İstiklâl Marşı´mızın kabûlünün 95. yıl dönümünde, Avrupa Güreş Şampiyonası´nda iki altın madalya kazanan güreşçilerimiz İstiklâl Marşı´nı Avrupa´ya dinlettiler.
HAZIRLAYAN: KERİME YILDIZ
1948 Londra Olimpiyatları´nda güreşçilerimiz İstiklal Marşı´nı o kadar çok dinletmişlerdi ki yabancılar,?Neredeyse Türkiye´nin milli marşını ezberleyeceğiz? diye söylenmişlerdi.

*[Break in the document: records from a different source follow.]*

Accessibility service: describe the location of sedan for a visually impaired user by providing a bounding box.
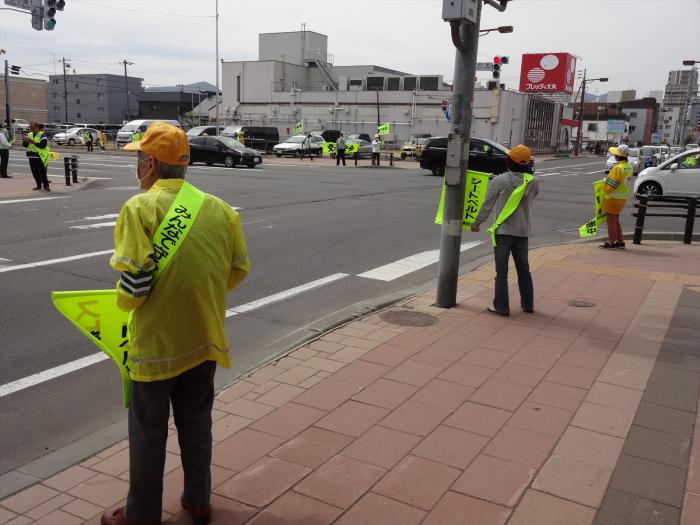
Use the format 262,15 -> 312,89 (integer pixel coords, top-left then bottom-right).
190,136 -> 262,168
634,149 -> 700,196
605,148 -> 644,175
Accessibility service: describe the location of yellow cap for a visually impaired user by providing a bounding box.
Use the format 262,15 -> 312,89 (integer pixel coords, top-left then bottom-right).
124,120 -> 190,166
508,144 -> 532,166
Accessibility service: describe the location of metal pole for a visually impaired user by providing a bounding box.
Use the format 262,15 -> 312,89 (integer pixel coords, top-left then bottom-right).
61,57 -> 68,124
574,69 -> 586,157
5,60 -> 12,140
215,0 -> 219,135
435,2 -> 482,308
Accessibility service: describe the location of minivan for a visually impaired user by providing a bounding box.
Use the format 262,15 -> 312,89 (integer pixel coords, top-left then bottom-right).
221,126 -> 280,151
117,119 -> 181,146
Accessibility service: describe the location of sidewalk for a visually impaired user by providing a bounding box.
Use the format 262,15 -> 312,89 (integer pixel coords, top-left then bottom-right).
0,241 -> 700,525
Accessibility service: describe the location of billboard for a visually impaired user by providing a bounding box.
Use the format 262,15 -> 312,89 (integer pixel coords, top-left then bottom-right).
520,53 -> 576,95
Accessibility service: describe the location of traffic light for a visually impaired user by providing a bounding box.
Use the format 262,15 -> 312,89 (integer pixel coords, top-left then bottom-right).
44,0 -> 57,31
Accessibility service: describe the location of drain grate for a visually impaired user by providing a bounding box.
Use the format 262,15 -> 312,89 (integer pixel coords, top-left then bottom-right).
379,310 -> 438,326
569,299 -> 595,308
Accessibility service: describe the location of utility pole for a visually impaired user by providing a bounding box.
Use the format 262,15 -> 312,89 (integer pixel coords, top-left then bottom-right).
435,0 -> 492,308
5,60 -> 12,139
61,57 -> 68,124
122,60 -> 134,120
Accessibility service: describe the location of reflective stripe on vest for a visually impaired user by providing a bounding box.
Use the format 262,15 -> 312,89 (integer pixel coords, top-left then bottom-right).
488,173 -> 534,246
604,162 -> 632,200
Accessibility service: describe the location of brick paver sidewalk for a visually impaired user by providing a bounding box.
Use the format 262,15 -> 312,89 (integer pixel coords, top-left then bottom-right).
0,242 -> 700,525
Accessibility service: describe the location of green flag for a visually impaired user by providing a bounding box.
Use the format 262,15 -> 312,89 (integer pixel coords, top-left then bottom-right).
377,122 -> 391,135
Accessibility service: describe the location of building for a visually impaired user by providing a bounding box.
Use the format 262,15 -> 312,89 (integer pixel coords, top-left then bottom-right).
0,75 -> 47,122
48,73 -> 143,124
138,82 -> 216,125
220,31 -> 569,151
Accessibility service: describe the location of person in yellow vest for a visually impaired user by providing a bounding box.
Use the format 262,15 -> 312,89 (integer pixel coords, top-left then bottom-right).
600,144 -> 632,249
471,144 -> 539,315
101,122 -> 250,525
22,122 -> 51,191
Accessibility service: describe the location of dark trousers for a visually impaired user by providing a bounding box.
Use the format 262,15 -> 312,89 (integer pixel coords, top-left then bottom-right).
28,157 -> 49,189
493,235 -> 534,313
0,149 -> 10,177
126,361 -> 216,523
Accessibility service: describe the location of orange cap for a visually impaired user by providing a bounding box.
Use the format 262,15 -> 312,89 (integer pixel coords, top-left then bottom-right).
124,120 -> 190,166
508,144 -> 532,166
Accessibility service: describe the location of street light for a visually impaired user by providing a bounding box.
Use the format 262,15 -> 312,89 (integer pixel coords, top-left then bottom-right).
574,69 -> 608,157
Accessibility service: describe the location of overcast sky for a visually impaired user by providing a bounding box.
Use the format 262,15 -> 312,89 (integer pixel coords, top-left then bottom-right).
0,0 -> 700,96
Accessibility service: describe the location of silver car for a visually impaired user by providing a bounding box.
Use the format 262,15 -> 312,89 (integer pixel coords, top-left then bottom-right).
605,148 -> 644,175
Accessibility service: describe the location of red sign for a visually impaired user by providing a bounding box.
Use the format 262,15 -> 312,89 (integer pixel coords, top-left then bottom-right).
520,53 -> 576,94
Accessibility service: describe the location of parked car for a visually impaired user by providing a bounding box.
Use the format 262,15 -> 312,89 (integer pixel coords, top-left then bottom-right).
189,136 -> 262,168
420,137 -> 535,177
272,135 -> 325,157
51,128 -> 100,146
221,126 -> 280,151
116,119 -> 181,146
605,148 -> 644,175
634,149 -> 700,197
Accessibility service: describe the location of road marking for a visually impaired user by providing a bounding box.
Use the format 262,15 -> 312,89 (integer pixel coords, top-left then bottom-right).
358,241 -> 483,282
0,352 -> 109,397
226,273 -> 348,317
0,250 -> 114,273
0,197 -> 70,204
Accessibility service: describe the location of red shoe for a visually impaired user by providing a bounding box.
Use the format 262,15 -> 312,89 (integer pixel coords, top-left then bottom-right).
180,495 -> 211,525
100,507 -> 161,525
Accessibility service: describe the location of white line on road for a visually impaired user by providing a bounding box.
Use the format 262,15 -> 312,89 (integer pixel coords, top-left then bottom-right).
0,197 -> 70,204
0,250 -> 114,273
226,273 -> 348,317
358,241 -> 483,282
0,352 -> 109,397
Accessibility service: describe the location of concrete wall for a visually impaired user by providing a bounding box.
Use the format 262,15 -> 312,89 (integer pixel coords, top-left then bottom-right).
0,75 -> 48,122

1948 Londra Olimpiyatları Avrupalılar için çok önemliydi. 2. Dünya Savaşı´nın yaralarını sarmak adına mühim bir fırsattı. Türkiye ise güreş konusunda başarılıydı ama henüz olimpiyatlarda bir varlık gösterememişti.

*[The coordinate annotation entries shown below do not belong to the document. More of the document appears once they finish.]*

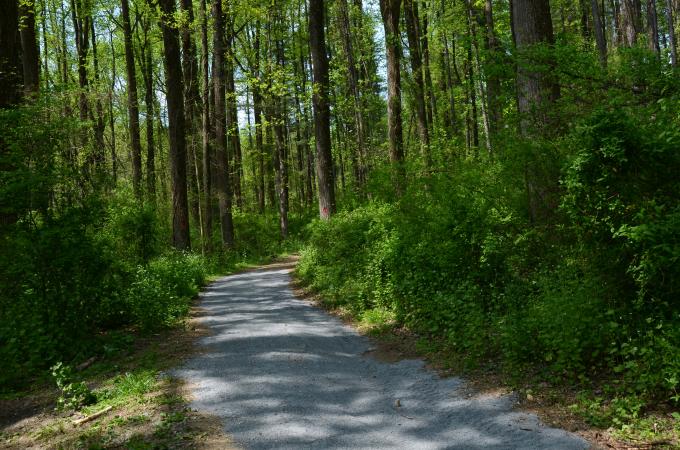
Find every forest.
[0,0,680,442]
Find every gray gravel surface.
[177,268,588,450]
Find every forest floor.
[173,261,590,450]
[0,302,233,449]
[0,258,675,449]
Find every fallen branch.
[73,406,113,426]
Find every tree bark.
[620,0,642,47]
[380,0,406,194]
[404,0,432,168]
[512,0,560,135]
[19,0,40,98]
[140,17,156,202]
[647,0,661,58]
[212,0,234,248]
[159,0,191,250]
[666,0,678,67]
[121,0,143,200]
[199,0,212,252]
[336,0,366,186]
[309,0,335,220]
[590,0,607,69]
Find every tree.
[404,0,432,168]
[120,0,143,200]
[212,0,234,248]
[512,0,560,134]
[0,0,23,108]
[159,0,191,250]
[380,0,406,193]
[309,0,335,219]
[19,0,40,97]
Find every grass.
[0,310,232,449]
[293,273,680,449]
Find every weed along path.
[177,266,588,450]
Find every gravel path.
[178,268,588,450]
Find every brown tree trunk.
[647,0,661,58]
[336,0,366,186]
[70,0,92,123]
[484,0,504,134]
[18,0,40,97]
[590,0,607,69]
[380,0,406,194]
[121,0,143,200]
[212,0,234,248]
[140,18,156,197]
[404,0,432,168]
[90,21,105,167]
[180,0,204,239]
[666,0,678,67]
[159,0,191,250]
[309,0,335,220]
[199,0,212,252]
[253,22,265,214]
[620,0,642,47]
[512,0,559,135]
[225,10,243,208]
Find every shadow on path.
[177,268,588,450]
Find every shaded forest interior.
[0,0,680,442]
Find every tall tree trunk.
[336,0,366,186]
[621,0,642,47]
[404,0,432,168]
[140,18,156,202]
[180,0,204,247]
[212,0,234,248]
[380,0,406,194]
[590,0,607,69]
[512,0,560,135]
[271,22,289,239]
[109,28,118,186]
[666,0,678,67]
[90,21,105,167]
[199,0,212,252]
[121,0,143,200]
[647,0,661,58]
[159,0,191,250]
[309,0,335,220]
[19,0,40,97]
[225,10,243,208]
[71,0,92,125]
[484,0,504,135]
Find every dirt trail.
[177,266,588,450]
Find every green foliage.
[50,362,97,410]
[298,98,680,408]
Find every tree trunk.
[404,0,432,168]
[199,0,212,252]
[180,0,204,239]
[159,0,191,250]
[666,0,678,67]
[621,0,642,47]
[309,0,335,219]
[336,0,366,186]
[212,0,234,248]
[18,0,40,97]
[647,0,661,58]
[121,0,143,200]
[590,0,607,69]
[484,0,504,134]
[512,0,559,135]
[380,0,406,194]
[90,21,105,167]
[140,18,156,202]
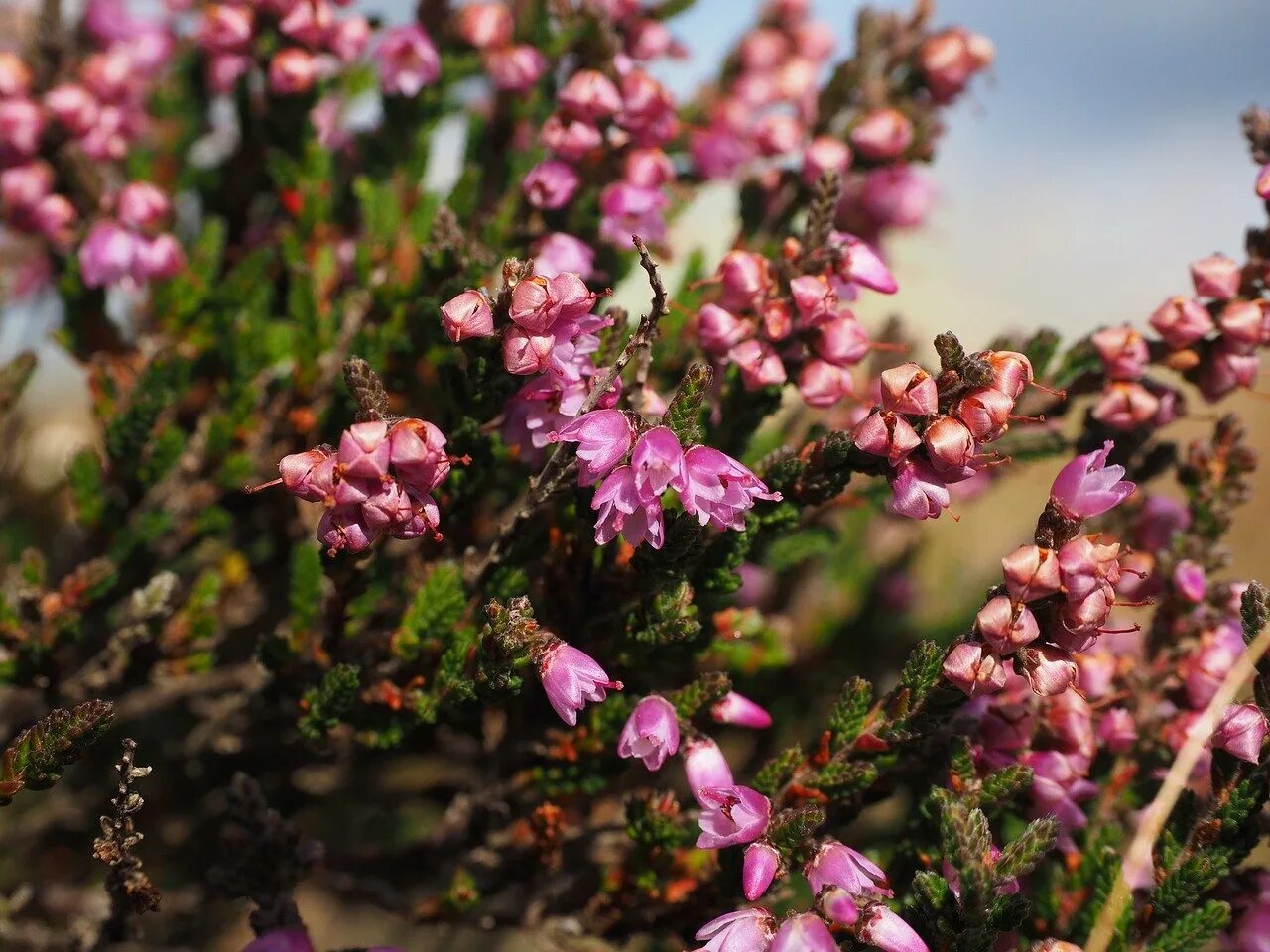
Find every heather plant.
[0,0,1270,952]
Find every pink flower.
[1212,704,1266,765]
[684,734,733,806]
[771,912,838,952]
[485,44,548,92]
[857,902,930,952]
[710,690,772,730]
[615,695,680,771]
[78,221,137,289]
[375,23,441,96]
[1192,255,1243,300]
[590,466,664,548]
[1049,439,1137,522]
[944,641,1006,697]
[548,410,640,486]
[521,159,581,210]
[851,108,913,159]
[890,459,952,520]
[441,291,494,344]
[242,929,314,952]
[740,842,781,902]
[803,839,895,897]
[698,787,772,849]
[537,640,622,727]
[695,908,776,952]
[679,445,781,531]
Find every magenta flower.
[803,839,895,896]
[375,23,441,96]
[740,842,781,902]
[1049,439,1137,522]
[537,640,622,727]
[695,908,776,952]
[684,734,734,806]
[857,902,930,952]
[710,690,772,730]
[590,466,664,548]
[698,787,772,849]
[78,221,137,289]
[1212,704,1266,765]
[548,410,635,486]
[890,459,952,520]
[680,445,781,530]
[617,694,680,771]
[771,912,838,952]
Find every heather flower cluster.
[548,410,781,548]
[255,417,462,554]
[696,232,898,408]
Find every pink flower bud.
[1049,439,1137,522]
[727,337,786,390]
[548,410,640,486]
[717,251,772,309]
[1192,255,1243,300]
[798,361,854,407]
[696,908,776,952]
[770,912,838,952]
[0,51,32,99]
[1089,323,1151,380]
[803,839,895,898]
[522,159,581,210]
[952,387,1015,443]
[698,304,754,355]
[1019,645,1080,697]
[1089,381,1160,432]
[0,99,45,164]
[78,221,137,289]
[1212,704,1266,765]
[803,136,851,185]
[485,44,548,92]
[858,902,930,952]
[1151,295,1212,350]
[115,181,172,231]
[696,787,772,849]
[269,46,318,96]
[611,695,680,771]
[880,363,939,416]
[860,165,935,228]
[132,232,186,282]
[1001,545,1060,602]
[389,417,450,494]
[944,641,1006,697]
[457,3,513,50]
[375,23,441,96]
[198,3,254,54]
[924,416,979,482]
[557,69,622,123]
[1082,710,1138,754]
[326,17,371,63]
[441,291,494,344]
[537,640,622,727]
[890,459,952,520]
[710,690,772,730]
[684,735,733,806]
[851,108,913,159]
[974,595,1040,654]
[740,842,781,902]
[503,327,555,376]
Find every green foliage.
[0,701,114,806]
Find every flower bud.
[851,108,913,160]
[1192,255,1243,300]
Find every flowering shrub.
[0,0,1270,952]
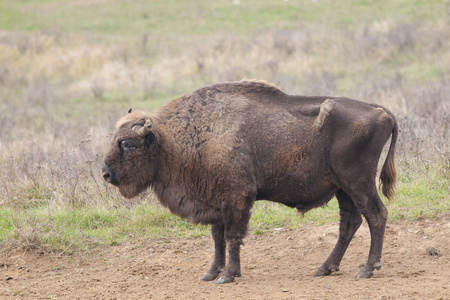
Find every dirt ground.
[0,215,450,299]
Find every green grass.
[0,0,446,36]
[0,0,450,253]
[0,164,450,253]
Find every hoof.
[214,276,234,284]
[199,271,219,281]
[314,266,339,277]
[356,269,373,279]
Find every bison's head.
[103,110,159,198]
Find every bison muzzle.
[103,81,398,283]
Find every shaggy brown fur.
[103,81,398,283]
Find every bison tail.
[380,111,398,200]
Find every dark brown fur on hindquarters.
[103,81,398,283]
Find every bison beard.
[103,81,398,283]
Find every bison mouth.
[102,166,119,186]
[102,166,147,199]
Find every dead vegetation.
[0,20,450,251]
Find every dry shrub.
[0,20,450,214]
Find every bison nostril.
[103,172,111,182]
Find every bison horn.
[132,120,153,137]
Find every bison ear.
[145,133,156,147]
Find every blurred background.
[0,0,450,245]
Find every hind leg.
[215,192,256,284]
[356,189,388,278]
[314,190,362,276]
[200,224,226,281]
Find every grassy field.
[0,0,450,253]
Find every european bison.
[103,81,398,283]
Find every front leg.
[200,224,226,281]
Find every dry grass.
[0,3,450,248]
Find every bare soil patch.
[0,216,450,299]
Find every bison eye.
[119,140,137,152]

İSTİKLÂL MARŞI ALTI KERE OKUNDU
1946´da Avrupa Serbest Güreş Şampiyonası´nda birinci olan güreş millî takımı, 1948 olimpiyatlarına Emirgan´da, sıkı bir şekilde hazırlandı. Antrenmanlar, açık havaya kurulan ot minderlerde, ekli kamyon brandaları üzerinde yapıldı. Güneş vurunca minder yanmakta ve yere düşen güreşçilerin vücûdunu yakmaktaydı. Güreşçilerimiz bu brandalı ot minderde yere düşmemeyi o kadar çok çalıştılar ki olimpiyatta kimse sırtlarını yere getiremedi. Başta Yaşar Doğu, Gazanfer Bilge, Nasuh Akar, Celâl Atik olmak üzere güreşçilerimiz târih yazdılar. Yiğitlik ve dürüstlüğün simgesi olan ata sporu güreş şahlanmıştı. ?Ben her zaman güreşirken arkamda Türk milletinin olduğunu ve millet şerefini düşünürdüm.? diyen Kurtdereli Mehmed Pehlivan´ın ruhu minderdeydi. Bilge, Atik ve Doğu, aynı anda üç minderde güreştiler. O kadar rahattılar ki oyun sırasında birbirlerine laf atıyorlardı. Celâl Atik, yan minderlerdeki Bilge ve Doğu´ya ?Hadi, sizi bekliyorum.? dedikten sonra, üçü de sözleştikleri gibi rakiplerini tuş ettiler. Yarışmıyor, âdeta eğleniyorlardı.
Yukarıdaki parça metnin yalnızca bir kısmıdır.